Twórcy i krytycy polscy i zagraniczni, doceniając wyjątkową wartość artystyczną chełmskiej kolekcji, uznali za nieodzowną potrzebę nadania jej autonomii przez uwolnienie jej od traktowania na równi z innymi działami muzeum, mającymi znaczenie tylko regionalne. W 1992 r. Prof. Georg-Karl Pfahler ze Stuttgartu, wraz z międzynarodową grupą twórców pleneru w Okunince wysunęli projekt zbudowania odrębnego gmachu dla kolekcji i przedstawili go ówczesnemu Wojewodzie Chełmskiemu Leszkowi Burakowskiemu.
Prof. Pfahler powierzył zebranie dzieł od artystów i przeprowadzenie aukcji, które miały przynieść fundusze niezbędne dla rozpoczęcia budowy obiektu panu Rudolfowi Grassowi z Kolonii, założycielowi charytatywnej instytucji p.n.
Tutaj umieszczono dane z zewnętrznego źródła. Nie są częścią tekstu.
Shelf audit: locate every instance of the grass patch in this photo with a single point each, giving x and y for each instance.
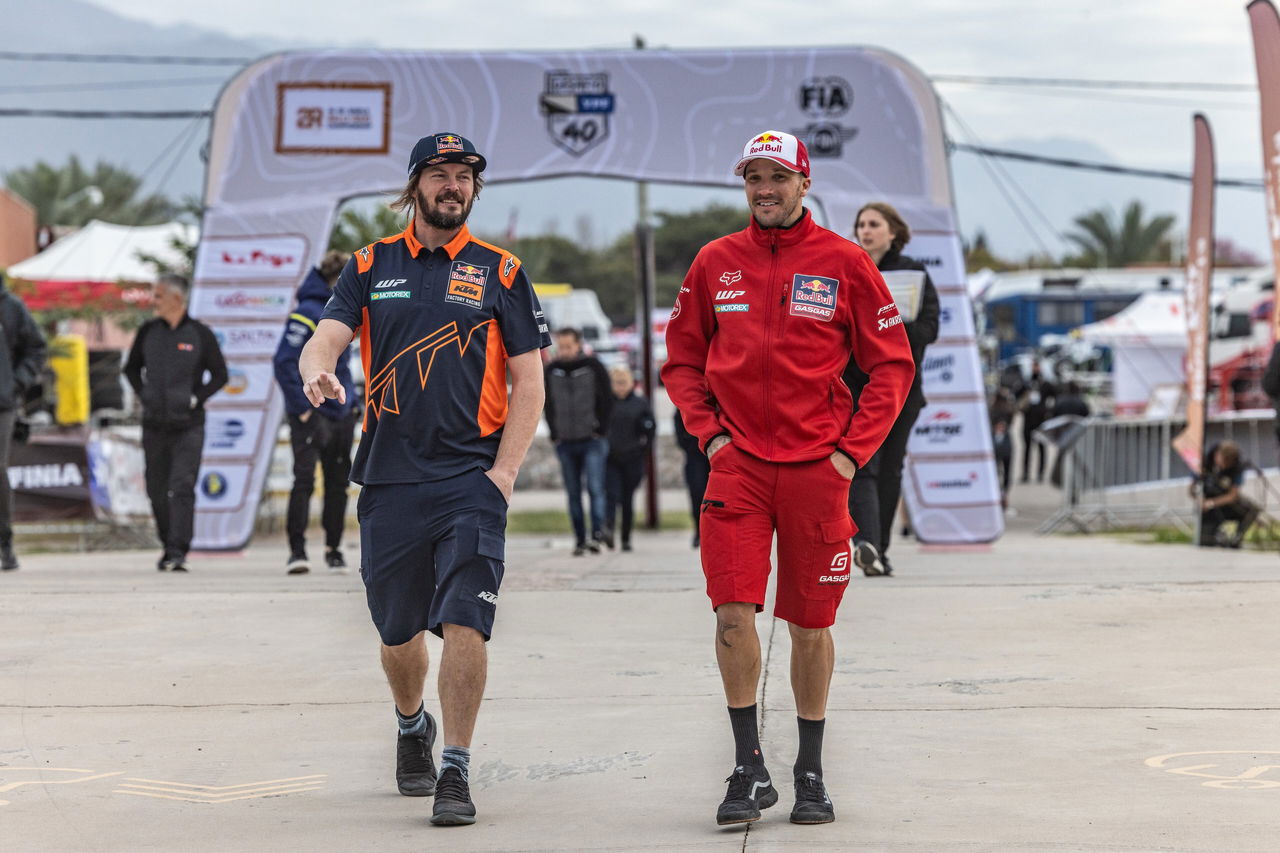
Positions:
(557, 520)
PCC (Politischer Club Colonia).
Artyści z różnych krajów, w tym niemal wszyscy uczestnicy plenerów w Okunince, oraz kilkudziesięciu twórców z Polski, ofiarowali swoje dzieła na ten cel.
Grupa kilkunastu wybitnych artystów polskich założyła Fundację Muzeum Sztuki Współczesnej, która zająć się miała budową gmachu po uzyskaniu wpływów z aukcji od PCC. Odbyły się pod hasłem zebrania pieniędzy na budowę muzeum w Chełmie trzy aukcje: w Kolonii, Stuttgarcie i Hamburgu, które wedle informacji uzyskanych od p. Grassa przyniosly dochód netto 200.000 DM.
Jednak wystąpienie Fundacji o przekazanie tej kwoty, by rozpocząć budowę, spotykały się z ustawicznymi unikami p. Grassa i nigdy ani jeden fening nie wpłynął na konto Fundacji.
P. Grass nigdy też nie przekazał artystom informacji, czy i za ile zostały sprzedane ich dzieła, a jeśli nie zostały sprzedane, skąd można je odebrać.
Gdy zaś na krótko (3 miesiące) przed upływem okresu przedawnienia sprawy, które wedle niemieckiego prawa upływa po dwóch latach, p. Grass otrzymał z Fundacji Muzeum Sztuki Współczesnej w Chełmie kolejne pismo z prośbą o przekazanie pieniędzy, ponieważ Fundacja znalazła możliwość rozpoczęcia budowy w dogodnym miejscu i na dogodnych warunkach – p. Grass, pomijając w arogancki sposób zarówno artystów, od których otrzymał prace, jak Fundację zwrócił się do Prezydenta m.